CASO aims to obtain the first-ever circumpolar snapshot of the Southern Ocean, using the latest technology in a collaboration by oceanographic institutes around the world. It is also complemented by a raft of other IPY programs targeting the biology and chemistry of the Antarctic oceans. This summer’s voyage was led by the Antarctic Climate & Ecosystems Cooperative Research Centre (ACE CRC), the final sailing in a schedule of more than a dozen expeditions by 18 nations to put together the most comprehensive picture of the region yet taken. The season saw the largest-ever fleet of scientific vessels converge on the Southern Ocean and marked the start of the first international polar ocean–climate study in over a decade.
The ocean and its relationship with the polar regions plays a key role in global climate by storing and transporting vast amounts of heat and carbon dioxide – if the ocean was not so effective at soaking up heat and carbon, the rate of greenhouse warming would be much greater than the world has experienced so far.
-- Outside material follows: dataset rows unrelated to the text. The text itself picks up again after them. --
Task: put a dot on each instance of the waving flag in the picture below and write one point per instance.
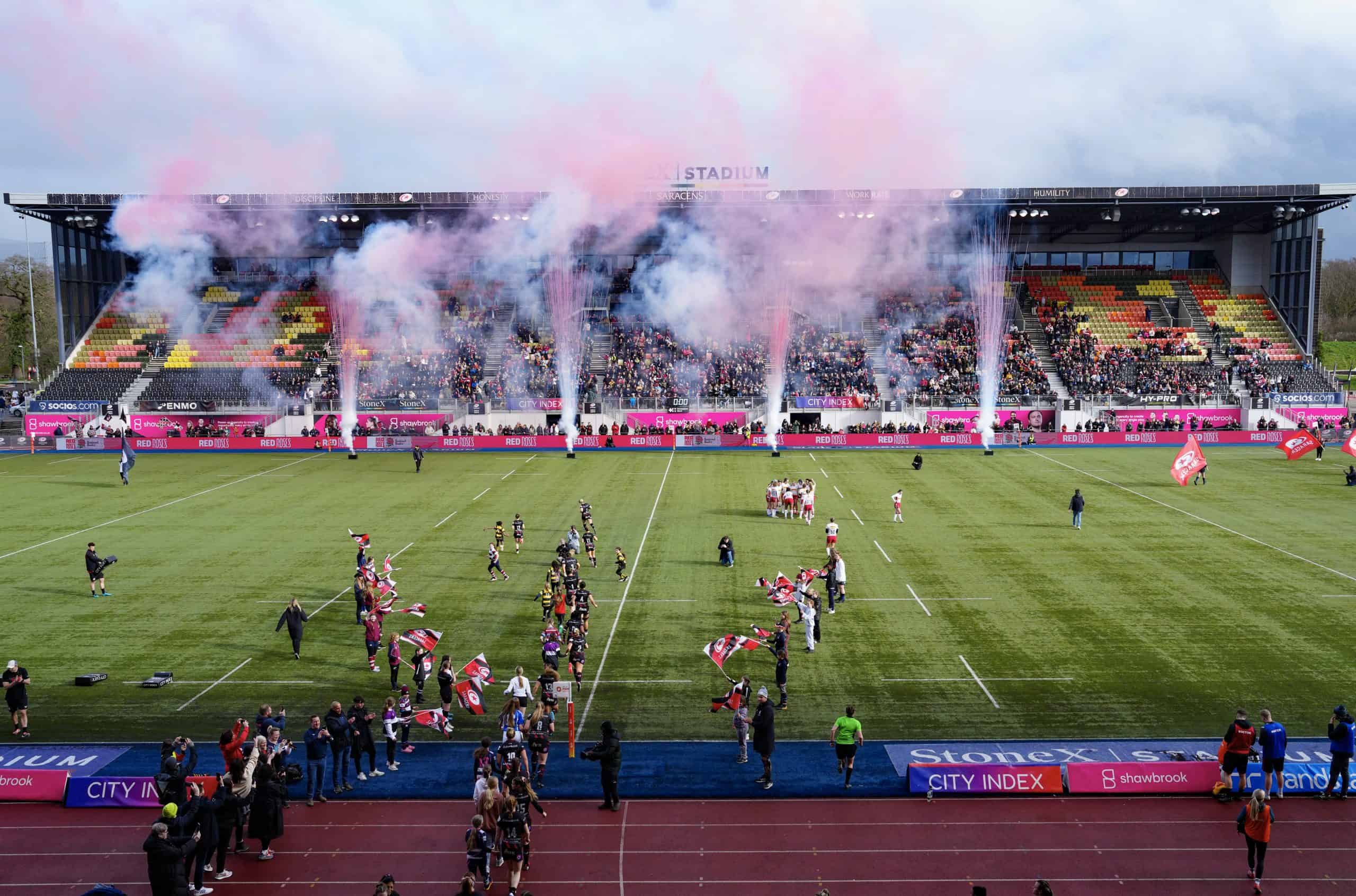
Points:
(1190, 460)
(479, 667)
(471, 697)
(434, 719)
(733, 700)
(1298, 445)
(725, 647)
(426, 639)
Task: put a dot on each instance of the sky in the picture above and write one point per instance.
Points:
(314, 95)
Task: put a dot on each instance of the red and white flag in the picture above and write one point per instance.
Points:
(471, 697)
(426, 639)
(436, 719)
(1190, 460)
(1298, 445)
(479, 667)
(733, 700)
(725, 647)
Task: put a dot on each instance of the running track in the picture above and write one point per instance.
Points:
(760, 848)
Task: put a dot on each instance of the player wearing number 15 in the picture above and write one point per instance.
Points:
(846, 738)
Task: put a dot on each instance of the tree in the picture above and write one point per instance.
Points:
(17, 323)
(1337, 301)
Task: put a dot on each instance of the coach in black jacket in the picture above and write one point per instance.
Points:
(606, 752)
(165, 861)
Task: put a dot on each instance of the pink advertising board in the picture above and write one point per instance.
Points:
(1217, 417)
(664, 419)
(33, 785)
(1142, 777)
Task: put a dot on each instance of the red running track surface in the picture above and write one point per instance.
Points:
(1184, 846)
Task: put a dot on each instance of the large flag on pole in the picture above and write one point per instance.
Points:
(426, 639)
(725, 647)
(479, 667)
(471, 697)
(1298, 445)
(1190, 460)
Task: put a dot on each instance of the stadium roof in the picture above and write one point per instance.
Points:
(1187, 214)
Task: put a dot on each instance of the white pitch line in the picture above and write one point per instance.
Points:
(606, 647)
(213, 685)
(1256, 541)
(917, 598)
(119, 519)
(981, 684)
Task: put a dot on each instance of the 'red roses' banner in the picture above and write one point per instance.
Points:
(471, 697)
(1298, 445)
(1190, 460)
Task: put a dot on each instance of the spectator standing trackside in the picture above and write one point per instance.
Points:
(846, 737)
(1255, 823)
(316, 752)
(15, 682)
(341, 746)
(606, 752)
(1342, 745)
(765, 737)
(1272, 739)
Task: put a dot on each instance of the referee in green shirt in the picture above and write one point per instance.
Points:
(846, 738)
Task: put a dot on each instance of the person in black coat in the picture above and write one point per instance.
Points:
(765, 735)
(165, 861)
(266, 811)
(296, 620)
(174, 773)
(606, 752)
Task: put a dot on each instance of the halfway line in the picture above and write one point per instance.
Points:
(81, 532)
(981, 684)
(606, 647)
(215, 684)
(1256, 541)
(917, 598)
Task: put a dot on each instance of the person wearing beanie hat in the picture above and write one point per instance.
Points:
(1342, 745)
(765, 737)
(606, 752)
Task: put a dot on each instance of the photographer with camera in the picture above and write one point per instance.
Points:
(175, 772)
(95, 566)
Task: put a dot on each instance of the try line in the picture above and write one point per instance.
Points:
(606, 647)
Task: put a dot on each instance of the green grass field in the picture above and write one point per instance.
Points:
(1148, 621)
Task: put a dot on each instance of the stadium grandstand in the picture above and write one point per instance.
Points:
(1185, 294)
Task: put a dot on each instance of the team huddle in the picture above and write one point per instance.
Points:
(793, 500)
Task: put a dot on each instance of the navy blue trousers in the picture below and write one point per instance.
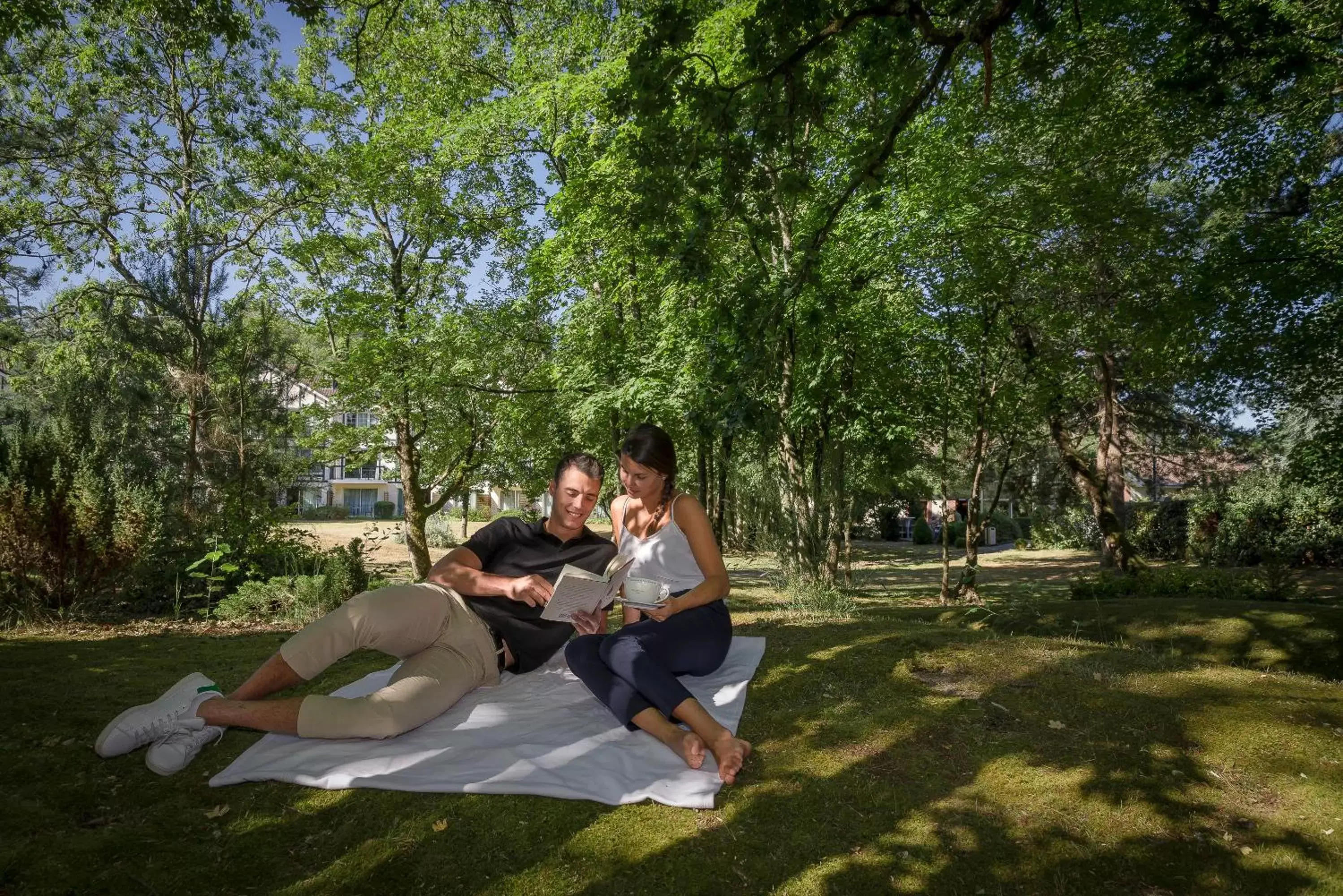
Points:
(637, 667)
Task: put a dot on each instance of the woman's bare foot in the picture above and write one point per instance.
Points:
(687, 745)
(731, 753)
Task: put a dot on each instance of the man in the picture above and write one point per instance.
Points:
(449, 644)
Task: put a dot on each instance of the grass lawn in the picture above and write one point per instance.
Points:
(1037, 746)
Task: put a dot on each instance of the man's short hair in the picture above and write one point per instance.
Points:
(585, 463)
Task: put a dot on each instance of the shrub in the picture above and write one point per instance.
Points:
(1183, 582)
(344, 573)
(329, 512)
(72, 528)
(958, 534)
(817, 601)
(1005, 524)
(296, 600)
(473, 515)
(1267, 518)
(1160, 530)
(440, 532)
(1070, 528)
(888, 523)
(923, 532)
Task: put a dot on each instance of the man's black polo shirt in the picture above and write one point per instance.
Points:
(515, 549)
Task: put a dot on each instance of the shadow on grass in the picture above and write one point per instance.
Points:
(866, 778)
(1291, 637)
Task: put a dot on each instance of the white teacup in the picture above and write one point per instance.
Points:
(646, 590)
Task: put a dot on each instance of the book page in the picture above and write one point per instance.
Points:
(576, 592)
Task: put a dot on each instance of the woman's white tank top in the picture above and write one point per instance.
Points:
(664, 557)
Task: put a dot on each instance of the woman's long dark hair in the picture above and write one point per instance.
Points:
(650, 446)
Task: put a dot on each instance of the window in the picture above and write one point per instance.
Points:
(360, 502)
(367, 472)
(360, 418)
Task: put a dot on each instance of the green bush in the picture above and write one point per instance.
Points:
(329, 512)
(344, 573)
(299, 600)
(1185, 582)
(475, 515)
(295, 600)
(1070, 528)
(1160, 530)
(440, 532)
(1267, 518)
(958, 534)
(923, 532)
(888, 523)
(1005, 526)
(816, 601)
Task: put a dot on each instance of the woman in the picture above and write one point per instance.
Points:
(634, 671)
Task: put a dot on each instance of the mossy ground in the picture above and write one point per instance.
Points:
(1039, 746)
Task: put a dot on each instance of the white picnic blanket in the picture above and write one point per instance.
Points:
(542, 732)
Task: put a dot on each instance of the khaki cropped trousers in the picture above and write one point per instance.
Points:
(445, 648)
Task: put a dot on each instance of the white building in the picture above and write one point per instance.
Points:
(359, 487)
(340, 484)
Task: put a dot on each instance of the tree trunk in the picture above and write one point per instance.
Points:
(1110, 468)
(720, 499)
(416, 511)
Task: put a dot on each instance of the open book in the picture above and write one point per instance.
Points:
(582, 592)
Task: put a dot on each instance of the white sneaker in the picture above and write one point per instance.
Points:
(172, 754)
(156, 720)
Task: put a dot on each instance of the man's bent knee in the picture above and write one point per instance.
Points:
(371, 716)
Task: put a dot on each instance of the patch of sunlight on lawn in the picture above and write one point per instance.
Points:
(355, 864)
(315, 800)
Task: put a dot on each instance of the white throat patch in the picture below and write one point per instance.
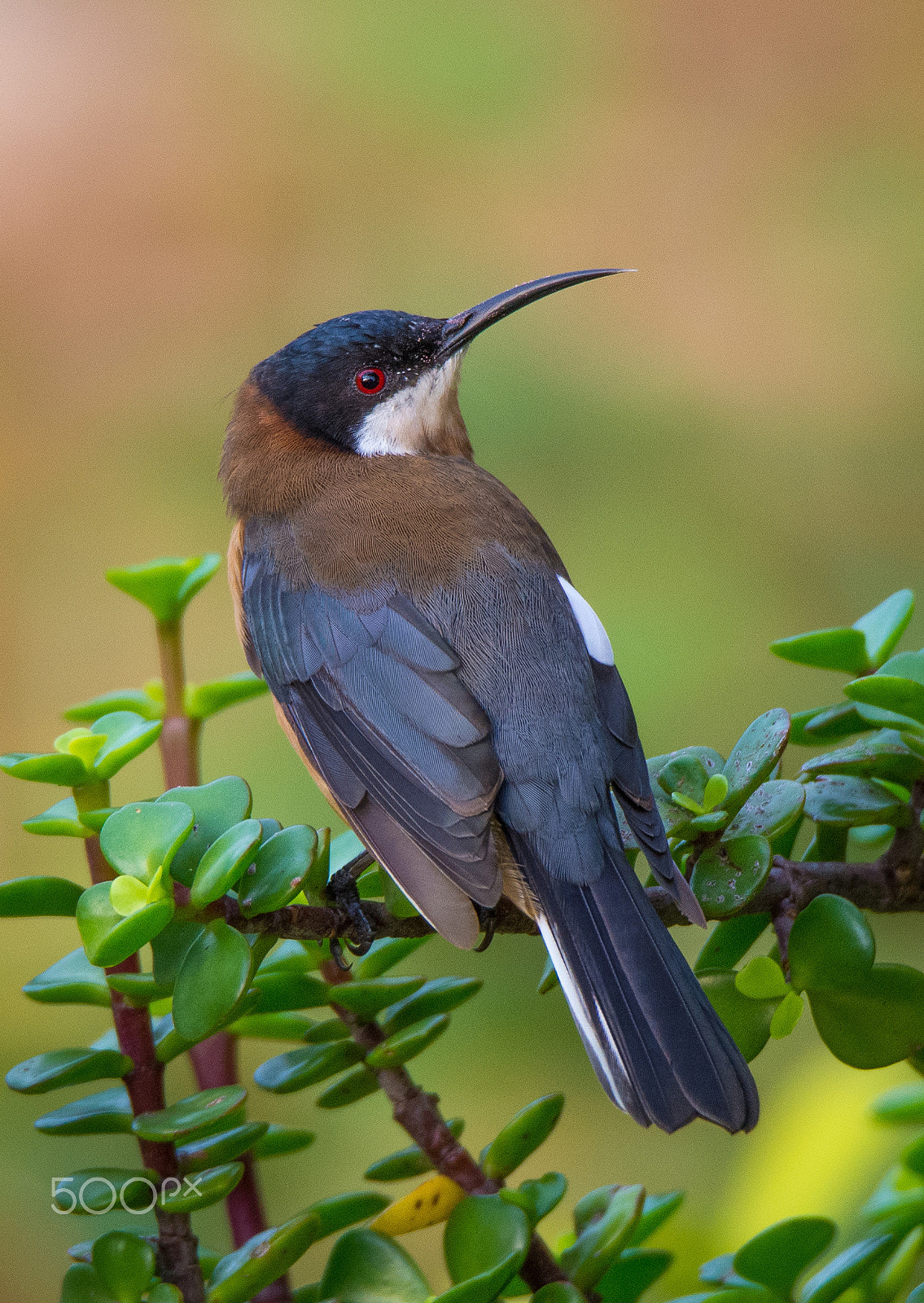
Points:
(424, 417)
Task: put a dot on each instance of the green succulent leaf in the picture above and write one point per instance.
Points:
(103, 1113)
(755, 755)
(830, 945)
(217, 807)
(780, 1255)
(523, 1134)
(124, 1264)
(212, 981)
(401, 1046)
(369, 1268)
(407, 1163)
(72, 981)
(279, 868)
(730, 941)
(189, 1116)
(748, 1020)
(297, 1068)
(166, 586)
(845, 1270)
(826, 649)
(485, 1241)
(280, 1140)
(204, 700)
(225, 862)
(385, 954)
(729, 875)
(108, 936)
(440, 996)
(353, 1087)
(39, 897)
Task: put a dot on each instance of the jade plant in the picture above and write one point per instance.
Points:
(244, 938)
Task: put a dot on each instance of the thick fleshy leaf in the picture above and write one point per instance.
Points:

Better observations of the polar regions are critical to forecast the implications of this warming for future climate change. In global terms, the Southern Ocean is especially important: it absorbs more heat and carbon than any other part of the ocean and it is the only place where large amounts of water can be exchanged between the other major oceans – the Indian, the Pacific and the Atlantic.
In particular, the belt of ocean circling Antarctica – the Antarctic Circumpolar Current – is an important driver of the Earth’s climate. The largest and deepest current in the world ocean, it rings the Antarctic unimpeded by land and influences climate and ocean circulation patterns over much of the globe. The current is in turn driven by a similarly influential and unobstructed circumpolar atmospheric flow, the notorious Roaring Forties and Furious Fifties that blow from west to east around the Antarctic continent largely without obstacle. Together, these tempestuous winds and driving seas have been a long-term barrier to detailed scientific exploration, making the current IPY circumpolar snapshot particularly notable and important.